Прожили мы с ней вместе лет десять. По любви. Мирской любви. Когда «умерла», ушла из тела, тяжело переживал расставание, но время все смыло в бесстрастную память. Значимым осталось только то, что любили «в одну строну»: я знал, что она любила Остров, и сам любил эту землю. «В одну сторону» оказалось важнее, чем друг друга.

Нравилась в ней прямота, искренность. Любимая Богом искренность.

Жизнь ее в тяжелый цвет была окрашена алкогольной зависимостью. Когда люди не могут еще открыть Божью радость в каждом дыхании — вынуждены усыплять себя в «веселии» ими же выдуманных праздников.

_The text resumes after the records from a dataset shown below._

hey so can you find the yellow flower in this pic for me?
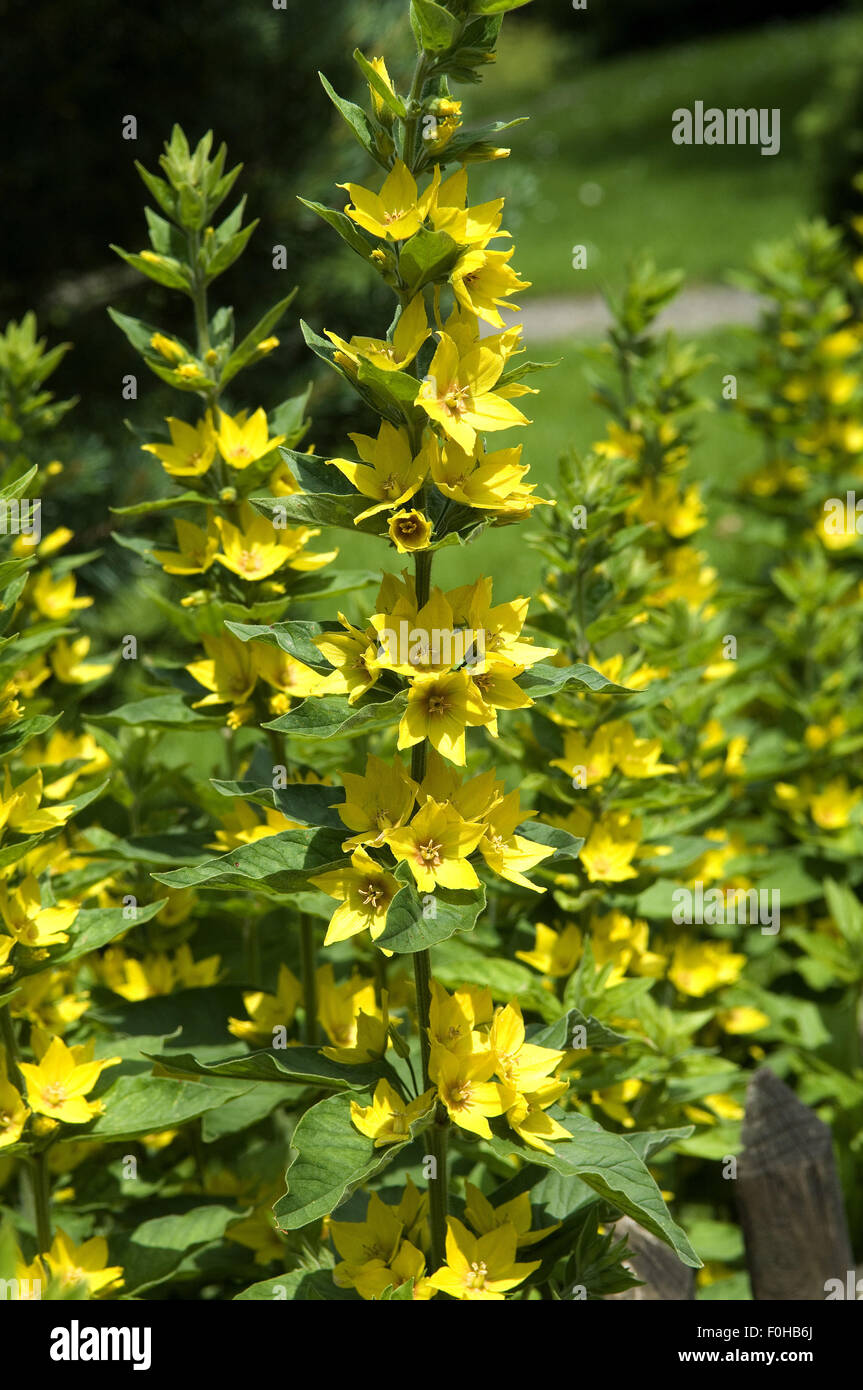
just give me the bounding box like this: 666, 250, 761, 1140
398, 670, 487, 766
214, 504, 328, 580
207, 802, 297, 851
428, 1217, 539, 1300
44, 1228, 123, 1296
321, 990, 390, 1065
228, 963, 303, 1045
29, 569, 92, 620
487, 1000, 566, 1093
590, 909, 666, 983
22, 730, 109, 801
50, 636, 114, 684
311, 848, 401, 946
416, 330, 528, 454
142, 413, 217, 477
337, 754, 418, 851
809, 776, 862, 830
314, 614, 379, 705
0, 769, 75, 837
431, 437, 544, 514
478, 791, 554, 892
253, 643, 322, 705
19, 1034, 120, 1124
429, 1046, 515, 1140
187, 631, 258, 710
577, 810, 642, 883
385, 799, 485, 892
463, 1182, 559, 1248
610, 722, 676, 778
0, 1057, 28, 1148
152, 516, 219, 574
340, 159, 438, 242
215, 407, 285, 470
388, 508, 433, 552
592, 1078, 643, 1128
506, 1079, 571, 1152
451, 246, 529, 329
350, 1079, 436, 1147
430, 168, 508, 249
717, 1006, 769, 1035
316, 964, 379, 1053
149, 332, 186, 363
0, 876, 78, 949
516, 922, 582, 978
428, 979, 493, 1055
326, 294, 429, 374
330, 421, 433, 521
629, 477, 706, 538
668, 938, 746, 997
550, 725, 615, 785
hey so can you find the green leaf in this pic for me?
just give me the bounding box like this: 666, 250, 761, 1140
410, 0, 461, 52
486, 1112, 701, 1267
520, 662, 632, 698
145, 1047, 392, 1092
515, 820, 583, 868
211, 778, 346, 831
264, 693, 407, 740
151, 826, 348, 892
298, 198, 374, 264
469, 0, 535, 13
376, 874, 486, 954
399, 229, 461, 293
91, 694, 223, 731
528, 1008, 630, 1051
225, 618, 333, 670
110, 246, 192, 292
15, 899, 167, 975
319, 74, 377, 158
274, 1090, 433, 1230
221, 290, 298, 387
68, 1075, 252, 1142
235, 1270, 357, 1301
117, 1204, 242, 1295
204, 220, 259, 282
110, 492, 209, 517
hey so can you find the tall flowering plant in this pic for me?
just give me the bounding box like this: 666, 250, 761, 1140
157, 0, 699, 1300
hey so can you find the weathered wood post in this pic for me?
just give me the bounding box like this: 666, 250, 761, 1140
607, 1216, 695, 1300
736, 1067, 854, 1299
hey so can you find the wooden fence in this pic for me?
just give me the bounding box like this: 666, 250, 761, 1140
608, 1067, 857, 1301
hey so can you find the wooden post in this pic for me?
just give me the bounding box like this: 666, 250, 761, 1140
736, 1067, 854, 1300
607, 1216, 695, 1300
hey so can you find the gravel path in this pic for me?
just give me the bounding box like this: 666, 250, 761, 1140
494, 284, 763, 343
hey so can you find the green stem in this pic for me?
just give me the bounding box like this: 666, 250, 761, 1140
31, 1153, 53, 1254
402, 54, 432, 171
0, 1005, 24, 1093
300, 913, 318, 1045
408, 547, 449, 1270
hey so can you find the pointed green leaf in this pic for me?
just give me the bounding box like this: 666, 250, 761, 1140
274, 1090, 433, 1230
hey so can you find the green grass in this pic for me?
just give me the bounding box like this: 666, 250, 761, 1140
462, 11, 860, 297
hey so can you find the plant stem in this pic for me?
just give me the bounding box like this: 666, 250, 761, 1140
300, 913, 318, 1045
31, 1153, 53, 1254
0, 1005, 24, 1092
408, 546, 449, 1270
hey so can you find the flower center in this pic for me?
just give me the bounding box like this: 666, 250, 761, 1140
359, 881, 383, 909
466, 1260, 488, 1289
418, 839, 443, 867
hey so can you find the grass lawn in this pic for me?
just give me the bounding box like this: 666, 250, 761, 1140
462, 9, 859, 297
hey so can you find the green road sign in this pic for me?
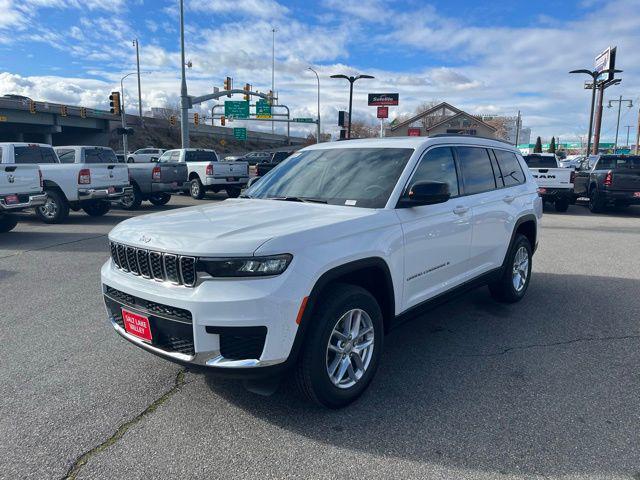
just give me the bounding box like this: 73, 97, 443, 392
256, 99, 272, 119
233, 127, 247, 140
293, 118, 314, 123
225, 101, 249, 119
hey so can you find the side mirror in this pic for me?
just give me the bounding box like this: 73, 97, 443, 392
399, 181, 450, 207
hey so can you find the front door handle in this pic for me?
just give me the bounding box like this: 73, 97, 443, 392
503, 195, 515, 203
453, 206, 469, 215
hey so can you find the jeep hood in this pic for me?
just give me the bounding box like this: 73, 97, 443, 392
108, 198, 377, 257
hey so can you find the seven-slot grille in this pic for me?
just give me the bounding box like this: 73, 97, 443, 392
110, 241, 197, 287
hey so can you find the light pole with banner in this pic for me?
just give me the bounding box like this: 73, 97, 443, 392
330, 74, 375, 139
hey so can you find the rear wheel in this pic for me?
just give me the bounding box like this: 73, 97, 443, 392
148, 193, 172, 206
554, 197, 569, 212
82, 200, 111, 217
190, 177, 205, 199
295, 284, 383, 409
35, 189, 69, 224
0, 214, 18, 233
588, 188, 606, 213
489, 234, 532, 303
120, 185, 142, 210
225, 186, 241, 198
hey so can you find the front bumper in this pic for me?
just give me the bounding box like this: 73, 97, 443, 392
100, 259, 311, 374
151, 181, 187, 193
0, 192, 47, 211
79, 185, 132, 200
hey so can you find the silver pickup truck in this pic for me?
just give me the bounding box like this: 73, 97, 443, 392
119, 160, 188, 210
0, 151, 47, 232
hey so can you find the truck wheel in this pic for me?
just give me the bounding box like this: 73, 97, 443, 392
120, 185, 143, 210
295, 284, 383, 409
35, 189, 70, 224
225, 186, 241, 198
82, 200, 111, 217
554, 198, 569, 212
588, 188, 606, 213
190, 177, 205, 200
489, 234, 532, 303
0, 214, 18, 233
148, 193, 171, 206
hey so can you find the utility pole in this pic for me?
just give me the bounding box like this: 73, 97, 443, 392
624, 125, 633, 150
307, 67, 321, 143
179, 0, 190, 148
636, 106, 640, 154
133, 39, 143, 124
607, 95, 633, 153
120, 73, 136, 156
514, 110, 521, 146
271, 27, 277, 134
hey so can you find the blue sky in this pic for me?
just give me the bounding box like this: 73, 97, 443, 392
1, 0, 639, 141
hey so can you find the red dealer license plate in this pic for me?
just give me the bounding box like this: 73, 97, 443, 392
108, 186, 115, 194
4, 194, 19, 205
122, 308, 152, 342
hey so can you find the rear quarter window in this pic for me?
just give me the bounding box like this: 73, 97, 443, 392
493, 150, 526, 187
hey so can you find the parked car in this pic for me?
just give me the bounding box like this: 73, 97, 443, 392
160, 148, 249, 199
0, 143, 131, 224
255, 150, 293, 177
120, 154, 189, 210
559, 155, 584, 169
0, 154, 47, 232
523, 153, 574, 212
101, 136, 541, 408
127, 148, 165, 163
573, 154, 640, 212
240, 151, 271, 166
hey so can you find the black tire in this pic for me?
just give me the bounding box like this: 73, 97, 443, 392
148, 192, 171, 206
488, 234, 532, 304
35, 189, 70, 224
190, 177, 205, 200
554, 198, 570, 212
82, 200, 111, 217
0, 214, 18, 233
120, 185, 143, 210
588, 187, 606, 213
225, 186, 241, 198
295, 283, 384, 409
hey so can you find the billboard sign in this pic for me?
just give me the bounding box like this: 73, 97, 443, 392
377, 106, 388, 119
595, 46, 617, 81
368, 93, 399, 106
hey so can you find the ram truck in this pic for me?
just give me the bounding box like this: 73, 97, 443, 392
573, 154, 640, 212
0, 143, 131, 224
523, 153, 574, 212
102, 136, 541, 408
0, 152, 47, 232
160, 148, 249, 199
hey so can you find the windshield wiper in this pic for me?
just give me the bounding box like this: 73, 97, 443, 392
270, 196, 328, 204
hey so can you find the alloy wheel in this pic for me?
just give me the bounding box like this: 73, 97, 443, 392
512, 246, 529, 292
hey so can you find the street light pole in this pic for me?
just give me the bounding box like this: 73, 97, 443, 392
607, 95, 633, 153
271, 27, 277, 135
624, 125, 633, 149
330, 73, 374, 139
307, 67, 321, 143
120, 72, 136, 156
133, 39, 143, 124
179, 0, 189, 148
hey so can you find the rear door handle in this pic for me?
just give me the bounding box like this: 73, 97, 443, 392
453, 206, 469, 215
503, 195, 515, 203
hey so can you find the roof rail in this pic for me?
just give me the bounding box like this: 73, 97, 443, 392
429, 133, 514, 145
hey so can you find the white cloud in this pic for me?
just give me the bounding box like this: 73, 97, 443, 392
188, 0, 289, 19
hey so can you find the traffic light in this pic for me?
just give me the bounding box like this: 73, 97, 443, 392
223, 76, 232, 97
29, 100, 36, 114
109, 91, 121, 115
243, 83, 251, 101
80, 107, 87, 118
169, 115, 176, 126
60, 105, 68, 117
193, 112, 199, 126
220, 115, 226, 126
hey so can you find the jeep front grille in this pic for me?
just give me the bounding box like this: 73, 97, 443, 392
109, 241, 197, 287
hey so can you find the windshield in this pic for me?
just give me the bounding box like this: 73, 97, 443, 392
596, 155, 640, 170
84, 148, 117, 164
245, 147, 414, 208
185, 150, 218, 162
523, 155, 557, 168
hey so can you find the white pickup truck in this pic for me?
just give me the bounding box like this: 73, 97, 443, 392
158, 149, 249, 199
0, 151, 47, 232
523, 153, 574, 212
0, 143, 131, 223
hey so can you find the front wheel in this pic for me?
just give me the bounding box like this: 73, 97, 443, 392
82, 200, 111, 217
489, 234, 532, 303
148, 193, 171, 206
295, 284, 383, 409
190, 177, 205, 200
0, 214, 18, 233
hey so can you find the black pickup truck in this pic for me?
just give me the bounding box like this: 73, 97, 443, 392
573, 154, 640, 212
256, 151, 293, 177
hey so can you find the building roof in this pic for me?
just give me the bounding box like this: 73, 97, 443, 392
390, 102, 462, 131
424, 111, 497, 133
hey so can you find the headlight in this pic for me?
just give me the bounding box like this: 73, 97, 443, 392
197, 254, 292, 278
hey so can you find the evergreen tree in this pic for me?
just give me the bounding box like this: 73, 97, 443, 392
534, 136, 543, 153
548, 136, 556, 153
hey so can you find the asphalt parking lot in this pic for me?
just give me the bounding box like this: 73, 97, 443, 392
1, 198, 639, 480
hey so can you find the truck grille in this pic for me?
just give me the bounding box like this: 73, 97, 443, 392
110, 241, 197, 287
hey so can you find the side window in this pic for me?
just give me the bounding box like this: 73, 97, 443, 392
57, 149, 76, 164
455, 147, 496, 195
408, 147, 459, 197
170, 151, 181, 161
493, 150, 525, 187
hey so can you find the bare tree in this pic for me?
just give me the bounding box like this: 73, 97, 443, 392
349, 120, 378, 139
482, 117, 510, 141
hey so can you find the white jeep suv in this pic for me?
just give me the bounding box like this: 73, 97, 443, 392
101, 136, 542, 408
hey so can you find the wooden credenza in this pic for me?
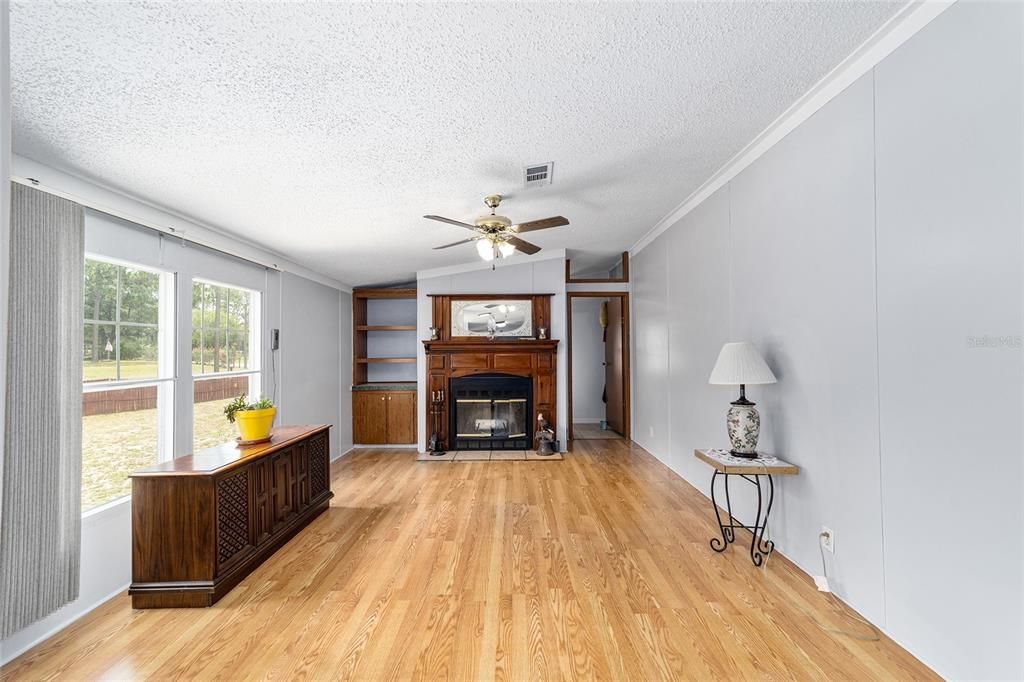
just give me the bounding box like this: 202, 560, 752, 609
129, 425, 332, 609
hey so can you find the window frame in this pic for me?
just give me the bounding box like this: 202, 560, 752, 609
190, 277, 262, 452
81, 254, 177, 514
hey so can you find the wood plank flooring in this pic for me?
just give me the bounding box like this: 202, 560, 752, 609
1, 439, 936, 681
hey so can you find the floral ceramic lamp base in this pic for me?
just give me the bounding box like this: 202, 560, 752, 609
726, 399, 761, 458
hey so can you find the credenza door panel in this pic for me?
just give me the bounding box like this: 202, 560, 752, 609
272, 450, 296, 528
252, 458, 273, 546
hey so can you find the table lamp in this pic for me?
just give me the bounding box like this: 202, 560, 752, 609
708, 342, 777, 458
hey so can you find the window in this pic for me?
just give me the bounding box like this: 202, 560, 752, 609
82, 257, 174, 512
192, 280, 261, 451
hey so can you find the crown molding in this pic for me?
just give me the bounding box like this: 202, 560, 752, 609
630, 0, 955, 256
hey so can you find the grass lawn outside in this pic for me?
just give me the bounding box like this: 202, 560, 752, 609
84, 360, 234, 382
82, 398, 242, 511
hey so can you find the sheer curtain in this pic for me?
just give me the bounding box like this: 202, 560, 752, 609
0, 183, 83, 637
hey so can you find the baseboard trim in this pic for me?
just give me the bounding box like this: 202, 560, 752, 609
0, 584, 130, 667
350, 444, 418, 449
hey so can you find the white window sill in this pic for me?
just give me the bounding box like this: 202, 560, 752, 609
81, 495, 131, 524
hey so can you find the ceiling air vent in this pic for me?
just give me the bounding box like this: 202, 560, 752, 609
523, 162, 553, 188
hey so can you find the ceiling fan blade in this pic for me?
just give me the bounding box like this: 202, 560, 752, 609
505, 236, 542, 255
423, 215, 479, 231
432, 237, 479, 250
512, 216, 569, 233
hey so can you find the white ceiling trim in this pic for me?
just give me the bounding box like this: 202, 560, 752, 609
416, 248, 567, 281
11, 154, 353, 292
630, 0, 955, 256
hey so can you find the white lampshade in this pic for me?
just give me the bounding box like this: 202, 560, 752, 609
476, 239, 495, 261
498, 241, 515, 258
708, 342, 777, 385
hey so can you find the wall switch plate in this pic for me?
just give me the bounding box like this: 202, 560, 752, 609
821, 526, 835, 554
271, 328, 280, 350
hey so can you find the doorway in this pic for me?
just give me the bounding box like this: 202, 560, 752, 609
567, 292, 630, 441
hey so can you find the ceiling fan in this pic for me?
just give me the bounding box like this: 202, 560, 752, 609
424, 195, 568, 262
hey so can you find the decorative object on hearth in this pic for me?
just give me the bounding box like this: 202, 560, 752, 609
708, 342, 777, 458
428, 389, 446, 456
424, 194, 569, 263
451, 298, 533, 338
535, 413, 556, 457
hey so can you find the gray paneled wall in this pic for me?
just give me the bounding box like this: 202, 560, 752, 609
629, 2, 1023, 678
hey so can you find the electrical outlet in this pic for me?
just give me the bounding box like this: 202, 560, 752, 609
648, 426, 654, 438
820, 526, 835, 554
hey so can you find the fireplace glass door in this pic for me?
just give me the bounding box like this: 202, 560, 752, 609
450, 375, 532, 450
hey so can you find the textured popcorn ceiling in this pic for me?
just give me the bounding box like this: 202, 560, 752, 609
11, 1, 902, 286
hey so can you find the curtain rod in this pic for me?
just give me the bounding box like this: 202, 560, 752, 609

Несмотря ни на что, многое успела сделать. И внутри, и снаружи. Снаружи (пока «красные» перестраивались в «белых») — газета свободных времен «Соловецкий вестник». Сказала то, что хотела сказать, и забросила этот проект. Рутинная журналистская брехня не могла ее удовлетворить. Могла пойти босиком на Реболду и жить там у какого-нибудь не совсем позорного бича. Могла поехать на Колыму. Любила бродить по соловецким тропинкам, искать грибы, дышать ветром.

Нравился ее русский язык, которым писала в газете: без канцелярского, наукообразного или еще какого-нибудь акцента. Естественный. В квартире на стене висели портреты Ивана Бунина и Чехова.

 

Петр Леонов:

Тоню многие соловецкие односельчане воспринимали по внешнему мужикасто-грубоватому обличию как «свою в доску». И выпить любила, и посплетничать могла. Тоня могла бы вслед за Высоцким, на вопрос анкеты «Какой ты?», честно сказавшим «Разный», повторить это же слово. Да, она была разной. О грехах ее знаю не понаслышке: она сама часто обрушивала на меня свои ужасные исповеди. К счастью, мне посчастливилось узнать и совсем другую Антонину — тонкую, трогательную, ранимую, влюбленную в литературу, нет, не женщину, скорее девочку. Эти скрытые под маской «компанейской журналистки» черты, впервые раскрылись для меня через наше общее пристрастие — любовь к книгам.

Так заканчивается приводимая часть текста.